Hello @paulinpaloalto , it is nice to see (read?) you again.

My thoughts:

- There is no “grader misinterpretation” from my side: I was hitting a 90%, and getting 0/1 points on question 10. Like I said before, I tried it 4 times already (unfortunately, I’ll have to wait 8H more until giving it a new try ), so I think that by now, I got to understand the scoring quite correctly ( )
- I agree with you in the “
*The value of Y is completely independent of the value of W*” assertion, but since therefore I had 2 possible “correct” candidates (Y=20 or Y=30), I think I relied on Andrew’s quick comment on the video " MobileNet Architecture" (around minute 4:13 to 4:36): “*A factor of expansion of six is quite typical in MobileNet v2 which is why your inputs goes from n by n by three to n by n by 18, and that’s why we call it an expansion as well, it increases the dimension of this by a factor of six*”… Thus, I ended up picking 30 instead of 20.

I will proceed like this: I am going to take a new chance on that test 8H later, and then take some screenshots of the answers I provide VS the score I am getting, so maybe by then one out of two things will happen: either the grader will go sane again, or I will have further documentation to continue studying my case (which will BTW remain open until then ).

See you then I guess, thank you.

Sorry, I missed or had forgotten the bit about 6x expansion being common.

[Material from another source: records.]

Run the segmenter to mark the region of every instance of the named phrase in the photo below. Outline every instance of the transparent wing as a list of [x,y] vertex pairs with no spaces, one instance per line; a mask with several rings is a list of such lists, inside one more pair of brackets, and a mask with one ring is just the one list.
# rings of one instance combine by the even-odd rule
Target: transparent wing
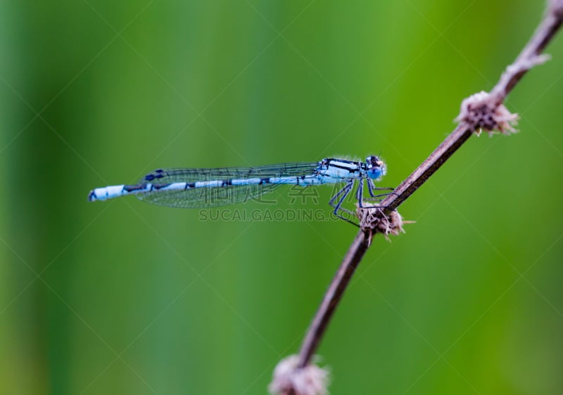
[[[163,169],[143,177],[139,183],[155,186],[178,182],[247,179],[298,176],[313,174],[317,162],[284,163],[256,167],[219,169]],[[173,207],[205,208],[233,205],[248,200],[267,202],[263,195],[272,192],[279,184],[251,184],[220,187],[194,188],[185,190],[158,190],[137,193],[141,200]]]
[[141,179],[139,183],[195,182],[228,179],[284,177],[308,175],[318,167],[317,162],[280,163],[255,167],[219,167],[217,169],[158,169]]

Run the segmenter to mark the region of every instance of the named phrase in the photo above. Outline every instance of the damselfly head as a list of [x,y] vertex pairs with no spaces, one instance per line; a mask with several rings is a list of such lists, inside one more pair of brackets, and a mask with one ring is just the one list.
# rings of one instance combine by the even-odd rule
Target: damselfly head
[[387,169],[385,163],[375,155],[369,155],[365,160],[367,164],[367,175],[370,179],[377,179],[385,175]]

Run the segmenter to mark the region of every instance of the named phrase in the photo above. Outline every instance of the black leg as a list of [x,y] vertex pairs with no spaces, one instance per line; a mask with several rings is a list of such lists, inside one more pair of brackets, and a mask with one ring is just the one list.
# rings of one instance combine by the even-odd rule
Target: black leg
[[[353,186],[354,186],[353,181],[350,181],[348,183],[347,183],[344,188],[341,189],[338,193],[336,193],[334,196],[332,197],[332,198],[329,202],[329,205],[330,205],[332,207],[334,208],[334,210],[332,212],[332,214],[334,214],[341,219],[343,219],[346,222],[349,222],[352,225],[359,227],[359,225],[358,224],[356,224],[355,222],[353,222],[352,221],[350,221],[350,219],[348,219],[345,216],[343,216],[339,212],[346,212],[346,214],[349,214],[352,216],[354,215],[354,213],[353,213],[351,211],[348,210],[346,209],[343,209],[341,207],[342,203],[344,202],[344,199],[346,198],[346,196],[348,196],[350,192],[352,190],[352,187]],[[339,199],[338,202],[335,205],[334,200],[336,200],[336,198],[338,198],[338,197],[340,196],[341,195],[342,196],[340,197],[340,199]]]

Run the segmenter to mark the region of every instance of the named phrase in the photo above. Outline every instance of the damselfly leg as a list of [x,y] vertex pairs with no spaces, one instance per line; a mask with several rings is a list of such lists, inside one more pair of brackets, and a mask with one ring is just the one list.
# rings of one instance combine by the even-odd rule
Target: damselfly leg
[[[346,199],[346,196],[348,196],[350,194],[353,187],[354,187],[354,181],[350,180],[346,183],[346,185],[344,186],[344,188],[339,190],[339,192],[331,198],[331,200],[329,201],[329,205],[330,205],[330,206],[334,209],[334,210],[332,212],[332,214],[334,214],[341,219],[343,219],[346,222],[349,222],[353,225],[358,226],[358,224],[343,216],[340,214],[340,212],[343,212],[348,215],[350,215],[353,217],[355,216],[355,214],[354,214],[353,212],[342,207],[342,203],[344,202],[344,199]],[[336,202],[336,203],[335,204],[334,201],[336,200],[336,199],[338,199],[338,202]]]

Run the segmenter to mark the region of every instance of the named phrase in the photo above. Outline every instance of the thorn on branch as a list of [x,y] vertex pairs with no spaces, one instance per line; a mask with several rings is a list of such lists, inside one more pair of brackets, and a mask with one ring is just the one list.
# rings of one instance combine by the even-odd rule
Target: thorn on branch
[[360,219],[360,227],[364,232],[369,235],[369,241],[377,233],[382,233],[388,241],[388,235],[398,235],[405,233],[403,228],[404,224],[412,224],[414,221],[403,221],[397,210],[386,215],[382,207],[358,207],[356,213]]
[[563,18],[563,0],[550,0],[549,11],[556,17]]
[[316,365],[299,368],[299,356],[291,355],[279,361],[268,387],[277,395],[326,395],[329,372]]
[[462,102],[461,110],[455,121],[477,136],[483,130],[489,134],[495,131],[503,134],[515,132],[514,127],[518,115],[512,114],[502,103],[496,102],[493,95],[484,91],[472,95]]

But they pretty clearly say in the picture that the there are 30 filters and that’s the way conv layers work, right? The number of channels in the output layer is the number of filters. And Y stays the same in the third layer and they show the input to the 4th layer has having 30 channels. Doesn’t seem a like a lot of deeper explanation required …

1 Like

Hello again @paulinpaloalto ,

Sorry about the time bumper here.

Indeed, the explanation was quite clear. I managed to successfully answer that query.

Please consider the thread closed, and thank you for your time!